Hommage à Jacques Lucan

Nous, très cher Jacques Lucan, restons inconsolables de ton absence.

Nous, les générations d’étudiants qui ont eu la chance de suivre ton enseignement de théorie de l’architecture à l’EPFL de 1993 à 2015, tout comme nos collègues français de 1981 à 1998 à l’ENSA Paris-Belleville, puis depuis 1998 à l’ENSA Paris-Est.

Nous, les Professeurs titulaires ou invités, chargés de cours, collaborateurs scientifiques, doctorants, assistants, qui ont eu la chance ici en Suisse durant ces près de 25 ans, de collaborer avec toi au sein de la Faculté d’architecture ENAC, de l’École doctorale, ou du Laboratoire de Théorie et d’Histoire de l’EPFL.

Nous, tes lecteurs assidus, à l’affût de chacun de tes ouvrages et de tes articles, auditeurs attentifs de tes cours et conférences, et de l’ensemble de tes contributions, qui à chaque fois nous éclairaient si finement et de manière tellement pertinente sur nos pratiques, questionnements et intuitions.

Nous, tes confrères architectes, collègues de réalisations concrètes, auxquelles en parallèle de tes activités académiques, éditoriales et de recherche, tu te confrontais comme nous, dans une pratique partagée au sein de ton agence avec Odile Seyler ton épouse et partenaire, et depuis quelque temps deux de vos enfants Paola et Thaddée Lucan.

Nous sommes comme les chênes de "L'homme qui plantait des arbres" de Jean Giono, les chênes que tu as semés ici et ailleurs, durant ces nombreuses années consacrées à nous enseigner et à nous éclairer.
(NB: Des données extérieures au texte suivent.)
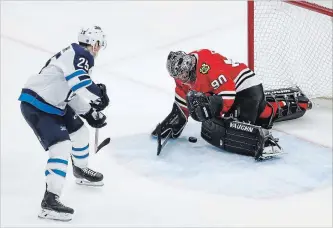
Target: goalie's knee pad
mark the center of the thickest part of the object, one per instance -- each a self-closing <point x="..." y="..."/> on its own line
<point x="238" y="137"/>
<point x="288" y="103"/>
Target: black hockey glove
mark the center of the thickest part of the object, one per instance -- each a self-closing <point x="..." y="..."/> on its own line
<point x="95" y="119"/>
<point x="174" y="122"/>
<point x="103" y="101"/>
<point x="202" y="107"/>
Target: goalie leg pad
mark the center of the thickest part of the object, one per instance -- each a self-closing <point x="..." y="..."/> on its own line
<point x="293" y="100"/>
<point x="240" y="138"/>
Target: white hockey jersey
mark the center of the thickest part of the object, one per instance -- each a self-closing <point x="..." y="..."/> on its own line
<point x="64" y="80"/>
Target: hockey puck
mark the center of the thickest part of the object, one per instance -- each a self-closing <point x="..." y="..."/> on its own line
<point x="192" y="139"/>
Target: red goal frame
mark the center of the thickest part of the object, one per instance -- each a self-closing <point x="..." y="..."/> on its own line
<point x="250" y="22"/>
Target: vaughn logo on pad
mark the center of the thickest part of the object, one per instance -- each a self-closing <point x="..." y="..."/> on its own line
<point x="242" y="127"/>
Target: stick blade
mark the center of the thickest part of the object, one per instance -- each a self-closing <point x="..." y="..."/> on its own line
<point x="103" y="144"/>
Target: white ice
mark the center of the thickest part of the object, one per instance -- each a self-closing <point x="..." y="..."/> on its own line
<point x="189" y="184"/>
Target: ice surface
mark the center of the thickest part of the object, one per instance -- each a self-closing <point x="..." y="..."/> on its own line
<point x="189" y="184"/>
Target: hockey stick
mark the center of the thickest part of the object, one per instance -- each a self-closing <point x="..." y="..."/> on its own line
<point x="103" y="143"/>
<point x="96" y="139"/>
<point x="161" y="145"/>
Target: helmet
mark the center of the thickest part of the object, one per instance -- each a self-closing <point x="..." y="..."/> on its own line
<point x="180" y="65"/>
<point x="92" y="35"/>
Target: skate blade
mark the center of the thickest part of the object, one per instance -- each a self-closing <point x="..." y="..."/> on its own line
<point x="88" y="183"/>
<point x="53" y="215"/>
<point x="271" y="153"/>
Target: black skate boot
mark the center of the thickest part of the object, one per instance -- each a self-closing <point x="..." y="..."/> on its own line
<point x="86" y="176"/>
<point x="270" y="149"/>
<point x="52" y="208"/>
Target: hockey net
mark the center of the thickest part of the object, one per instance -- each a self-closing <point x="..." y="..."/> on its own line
<point x="290" y="44"/>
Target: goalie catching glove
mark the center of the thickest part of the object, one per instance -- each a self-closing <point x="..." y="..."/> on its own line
<point x="202" y="107"/>
<point x="174" y="122"/>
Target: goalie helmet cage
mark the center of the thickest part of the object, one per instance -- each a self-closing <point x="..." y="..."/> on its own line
<point x="290" y="44"/>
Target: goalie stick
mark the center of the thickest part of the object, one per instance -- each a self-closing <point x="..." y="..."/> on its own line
<point x="161" y="145"/>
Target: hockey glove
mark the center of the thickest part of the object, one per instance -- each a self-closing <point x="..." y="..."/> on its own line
<point x="174" y="122"/>
<point x="101" y="103"/>
<point x="202" y="107"/>
<point x="95" y="119"/>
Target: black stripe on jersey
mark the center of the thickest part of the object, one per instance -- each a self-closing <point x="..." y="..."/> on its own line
<point x="83" y="77"/>
<point x="180" y="101"/>
<point x="238" y="79"/>
<point x="243" y="79"/>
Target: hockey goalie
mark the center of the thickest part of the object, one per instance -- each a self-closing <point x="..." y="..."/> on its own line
<point x="226" y="96"/>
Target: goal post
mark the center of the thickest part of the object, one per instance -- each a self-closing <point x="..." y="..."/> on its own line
<point x="290" y="44"/>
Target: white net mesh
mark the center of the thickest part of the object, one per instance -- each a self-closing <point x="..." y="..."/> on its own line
<point x="293" y="46"/>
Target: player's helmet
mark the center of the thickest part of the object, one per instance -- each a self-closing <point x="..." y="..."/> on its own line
<point x="92" y="35"/>
<point x="181" y="66"/>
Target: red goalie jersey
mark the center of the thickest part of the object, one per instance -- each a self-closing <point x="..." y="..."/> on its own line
<point x="216" y="74"/>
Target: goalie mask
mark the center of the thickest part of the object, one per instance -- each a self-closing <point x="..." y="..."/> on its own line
<point x="181" y="66"/>
<point x="92" y="35"/>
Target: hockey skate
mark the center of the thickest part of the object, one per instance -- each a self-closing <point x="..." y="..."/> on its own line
<point x="86" y="176"/>
<point x="53" y="209"/>
<point x="271" y="149"/>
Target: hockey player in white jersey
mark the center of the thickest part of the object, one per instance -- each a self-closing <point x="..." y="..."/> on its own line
<point x="51" y="103"/>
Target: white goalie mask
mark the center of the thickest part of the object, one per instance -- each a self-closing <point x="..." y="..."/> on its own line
<point x="92" y="35"/>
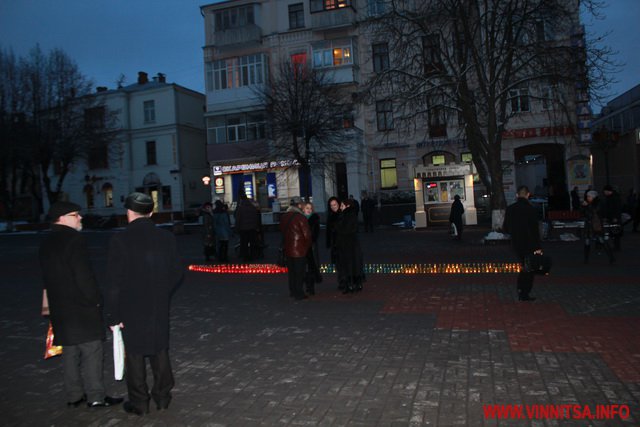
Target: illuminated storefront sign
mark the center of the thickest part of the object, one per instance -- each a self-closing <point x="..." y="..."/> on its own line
<point x="251" y="167"/>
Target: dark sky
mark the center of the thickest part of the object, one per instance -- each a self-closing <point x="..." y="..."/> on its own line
<point x="109" y="38"/>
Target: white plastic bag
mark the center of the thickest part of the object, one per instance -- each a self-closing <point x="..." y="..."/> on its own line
<point x="118" y="354"/>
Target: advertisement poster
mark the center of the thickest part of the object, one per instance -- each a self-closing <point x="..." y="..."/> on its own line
<point x="579" y="173"/>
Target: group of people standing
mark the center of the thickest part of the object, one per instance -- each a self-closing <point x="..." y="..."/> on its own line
<point x="300" y="227"/>
<point x="143" y="270"/>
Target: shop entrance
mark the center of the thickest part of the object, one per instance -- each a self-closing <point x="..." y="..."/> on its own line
<point x="541" y="167"/>
<point x="341" y="181"/>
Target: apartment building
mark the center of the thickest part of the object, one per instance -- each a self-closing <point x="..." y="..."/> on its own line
<point x="616" y="143"/>
<point x="544" y="148"/>
<point x="159" y="149"/>
<point x="245" y="41"/>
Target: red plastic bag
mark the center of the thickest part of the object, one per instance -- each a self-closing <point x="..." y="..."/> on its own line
<point x="51" y="350"/>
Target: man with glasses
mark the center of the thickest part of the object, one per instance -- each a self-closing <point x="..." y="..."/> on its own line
<point x="75" y="307"/>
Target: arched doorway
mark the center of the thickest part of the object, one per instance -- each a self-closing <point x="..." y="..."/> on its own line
<point x="541" y="167"/>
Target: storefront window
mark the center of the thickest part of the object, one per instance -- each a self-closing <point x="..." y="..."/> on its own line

D’abord pendant plus de 10 ans comme rédacteur en chef de la revue AMC, puis depuis près de 30 ans comme enseignant et auteur d’ouvrages formant un corpus d’une force et d’une rare pertinence, nous donnant les outils conceptuels nous permettant de comprendre et de penser les modes de conception de l’architecture, qu’elle soit contemporaine ou plus ancienne.

La force de ce que tu nous as enseigné se trouve dans cette pensée commune à toutes ces générations d’architectes et de lecteurs, que tu as formées : « pour comprendre les choses, restez au plus près des choses ». Cette obligation éthique et intellectuelle que tu nous as transmise de nous questionner sur nos approches, nos modes de conception et de matérialisation de nos architectures. Ce besoin de mettre en perspective nos projets, de les intégrer dans cette histoire plus vaste, au sens des pensées et des proximités que les architectures anciennes et actuelles portent et partagent. Ces liens évidents que tu tissais entre passé et présent, entre ce qu’avant toi nous considérions comme simplement de l’histoire et la production contemporaine dans laquelle nous nous inscrivons, et que tu étais l’un des seuls à cristalliser et à révéler par ta pensée si éclairante.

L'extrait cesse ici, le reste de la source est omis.